Portugal: Obra Nacional da Pastoral dos Ciganos alerta para «abismo» dos «sem-abrigo»

Francisco Monteiro denuncia problema do acesso à habitação nesta comunidade

A Obra Nacional da Pastoral dos Ciganos (ONPC), organismo da Conferência Episcopal Portuguesa, alertou para o “abismo” que está na “miséria absoluta” dos sem-abrigo desta comunidade, exemplificando com “nómadas compulsivos”  em Évora a quem é negado o acesso à habitação.

“Apesar de terem todos os seus laços sociais institucionais – escolas, saúde, segurança social – em Évora, donde são naturais, é-lhes negado por este município o direito e inscrever-se na lista de futuros potenciais candidatos a uma habitação condigna, porque ‘não são de cá’” afirma Francisco Monteiro (FM), diretor-executivo da ONPC, no editorial do jornal ‘A CARAVANA’.

 

FM alerta para que os “ciganos nómadas compulsivos” nos arredores de Évora “são periódica e sistematicamente escorraçados de município em município”, como se não tivessem direito a viver, “a ser portugueses, a ter direitos sequer”.

 

“O abismo está na miséria absoluta destes sem abrigo, não por pobreza apenas, mas por uma intencional exclusão étnica”, refere FM que considera que se fossem imigrantes, refugiados, o enquadramento, as simpatias, os apoios oficiais, políticos e, “sobretudo, factuais seriam completamente outros, e ainda bem”.

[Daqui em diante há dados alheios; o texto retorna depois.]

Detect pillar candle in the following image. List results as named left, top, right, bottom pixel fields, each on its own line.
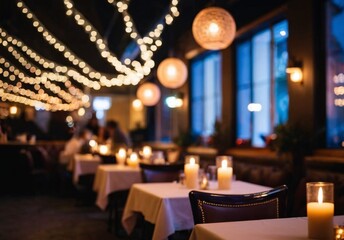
left=116, top=148, right=127, bottom=165
left=184, top=158, right=199, bottom=188
left=217, top=160, right=233, bottom=189
left=307, top=187, right=334, bottom=239
left=127, top=152, right=139, bottom=167
left=142, top=146, right=152, bottom=160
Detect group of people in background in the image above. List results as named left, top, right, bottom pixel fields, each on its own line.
left=59, top=114, right=132, bottom=165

O abismo é o “menosprezo” de mais de uma centena de portugueses, a lentidão, as hesitações, as elucubrações políticas, técnicas, legislativas, estratégicas ou de imagem cujos resultados são “a continuação por décadas do sofrimento, da miséria, da injustiça, da exclusão”.

No âmbito do movimento de realojamento de milhares de pessoas em Portugal pondo fim às barracas*, FM recorda que também uma Câmara Municipal “decidiu realojar os ciganos” na mesma cidade e a isso chama-se “decisão, consciência social”, e questiona para quando essa forma de “governar a nível nacional, regional e local”.

* São mencionados um Governo e a Câmara de um Conselho no que se refere à substituição de barracas por realojamento (NR).